Sen. Rand Paul, R-Ky. as he speaks at Faith and Freedom Coalition's Road to Majority event in Washington. (AP Photo/Molly Riley, File)

Ryan Lizza -- a Fix friend and not only because we always get mistaken for one another -- has a massive profile of Kentucky Sen. Rand Paul in this week's New Yorker. It's a long and good read detailing Paul's ambitions to be president and the things -- namely his father, Ron -- that might keep him from that goal. I plucked out five people talking about Rand in the piece that I found particularly telling -- and explained why.

1.  “Ron was always content to tell the truth as best he understood it, and he saw that as the point of his politics. Rand is the guy who is committed to winning.” -- Paul family strategist Jesse Benton

This gets to the core of the difference between Rand and Ron Paul. It's not -- as Lizza correctly notes in his piece -- fundamentally about their policy views on which there is considerable overlap. "They don’t really have differences," Carol Paul, wife of Ron and mother of Rand, told Ryan. "They might have fractional differences about how to do things, but the press always want to make it into some kind of story that isn’t there.”  The real difference between the two men is stylistic and focus-oriented. Many Republican strategists admit that if Ron Paul had simply refused to go down the rabbit hole of his foreign policy views (over and over again) during nationally televised debates, he might well have won a primary or caucus in 2012.  Rand Paul, by contrast, understands the need to pivot off of topics where his views are not entirely aligned with the people he is trying to woo. 

 2. “He’s not naturally gregarious. He’s not a natural politician.” -- Longtime Louisville Courier Journal reporter and columnist Al Cross

Cross is right.  Paul doesn't fit the charismatic pol stereotype like New Jersey Gov. Chris Christie and Florida Sen. Marco Rubio do. If he's like anyone in the potential field, it's Ohio Gov. John Kasich, a wonky guy with a sort of off-beat appeal. To Paul's credit, he understands that he is not the back-slapping, hail-fellow-well-met candidate in the race and uses his occasionally awkward personality as a public-facing sign of just how different he is from the longtime politicians he hopes to beat. (A more concerning character trait that Lizza picks up on is that Paul is "prickly.")
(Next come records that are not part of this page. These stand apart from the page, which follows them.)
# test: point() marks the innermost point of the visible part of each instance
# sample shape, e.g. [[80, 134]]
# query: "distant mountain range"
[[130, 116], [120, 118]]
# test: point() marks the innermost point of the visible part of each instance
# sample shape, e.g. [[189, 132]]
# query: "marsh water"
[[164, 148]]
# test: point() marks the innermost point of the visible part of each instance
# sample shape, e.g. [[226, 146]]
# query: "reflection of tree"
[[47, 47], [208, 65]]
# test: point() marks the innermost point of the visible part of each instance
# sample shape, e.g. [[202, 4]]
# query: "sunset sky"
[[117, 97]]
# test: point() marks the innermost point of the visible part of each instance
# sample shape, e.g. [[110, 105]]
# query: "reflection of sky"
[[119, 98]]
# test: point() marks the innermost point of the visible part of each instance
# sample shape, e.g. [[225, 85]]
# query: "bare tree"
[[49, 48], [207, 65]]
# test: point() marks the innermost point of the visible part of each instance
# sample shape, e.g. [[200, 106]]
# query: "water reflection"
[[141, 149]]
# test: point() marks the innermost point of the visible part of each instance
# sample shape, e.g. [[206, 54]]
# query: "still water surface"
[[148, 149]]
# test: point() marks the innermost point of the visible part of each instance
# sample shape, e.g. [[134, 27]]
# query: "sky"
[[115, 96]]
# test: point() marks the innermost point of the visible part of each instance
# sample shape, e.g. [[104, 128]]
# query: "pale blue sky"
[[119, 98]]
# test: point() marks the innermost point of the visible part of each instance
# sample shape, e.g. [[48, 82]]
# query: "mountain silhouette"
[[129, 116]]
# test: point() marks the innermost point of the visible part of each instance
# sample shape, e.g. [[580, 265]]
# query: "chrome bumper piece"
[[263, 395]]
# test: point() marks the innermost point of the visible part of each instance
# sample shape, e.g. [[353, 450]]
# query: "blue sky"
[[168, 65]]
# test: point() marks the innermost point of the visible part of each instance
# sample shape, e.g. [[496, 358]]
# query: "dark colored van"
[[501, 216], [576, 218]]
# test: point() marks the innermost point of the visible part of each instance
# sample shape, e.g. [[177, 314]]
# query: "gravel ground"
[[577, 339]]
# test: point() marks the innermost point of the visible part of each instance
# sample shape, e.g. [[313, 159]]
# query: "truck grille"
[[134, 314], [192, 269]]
3. “Kelley [Paul] is going to say what’s on her mind. She eggs him on when he gets attacked.” -- A former Paul aide

Rand Paul's wife, Kelley, is someone the national media -- and the average voter in Iowa, New Hampshire and South Carolina -- knows very little about.  That, of course, will change as part of the process of running for president in this media age is that your significant other also must step into the spotlight.  The comment about Kelley from the former Paul aide is part of a broader section in the Lizza piece about Rand's political antennae not always being perfectly tuned. But, it's worth noting that Kelley Paul, according to the Lizza piece, advised her husband against appearing on Rachel Maddow's show in May 2010-- good advice given what a mess he made of that interview.

4. “[Mitch McConnell] realized that he was not his father’s son in all respects, and that he was interested in winning and achieving things rather than just making philosophical points. McConnell quickly realized that this is somebody with whom political business can be done.” -- John David Dyke, Kentucky GOP commentator

The relationship between Rand Paul and Mitch McConnell -- brokered following the former's thrashing of the latter's hand-picked candidate in a 2010 Republican Senate primary -- may be the single most telling thing about the rise -- and change -- of Kentucky's junior senator.  Dyke's praise of Paul as "somebody with whom political business can be done" is something that would have never been said of Ron Paul or even Rand Paul as recently as 2010 when he ran, at least in part, to teach the establishment a lesson for their long opposition to his father. But Rand doesn't want to be a hopeless cause. He wants to be a winning candidate.  The relationship with McConnell speaks to that fact.

5. “I’ve seen him grow and I’ve seen him mature and I’ve seen him become more centrist. I know that if he were President or a nominee I could influence him, particularly some of his views and positions on national security. He trusts me particularly on the military side of things, so I could easily work with him. It wouldn’t be a problem.” -- Arizona Sen. John McCain

Rand Paul has spent much of his first four years in the Senate -- and especially the last two as it became clearer and clearer he was running for president -- trying to reduce some of the heat directed toward him (and his father) by the Republican establishment. He knows people like McCain are never going to endorse him for president. (My guess on a McCain endorsement? Rubio.) But, Rand also believes that having people like McCain -- and McConnell -- actively working either behind the scenes or in front of them against you is a recipe to lose. (Ted Cruz, on the other hand, views this antagonistic relationship as a key to victory for him.) This McCain quote suggests that Paul's effort have paid off; he's never going to be McCain's guy but neither will the Arizona Republican go out of his way to say or do things to try and keep the nomination from Paul if it seems obvious the race is headed that way.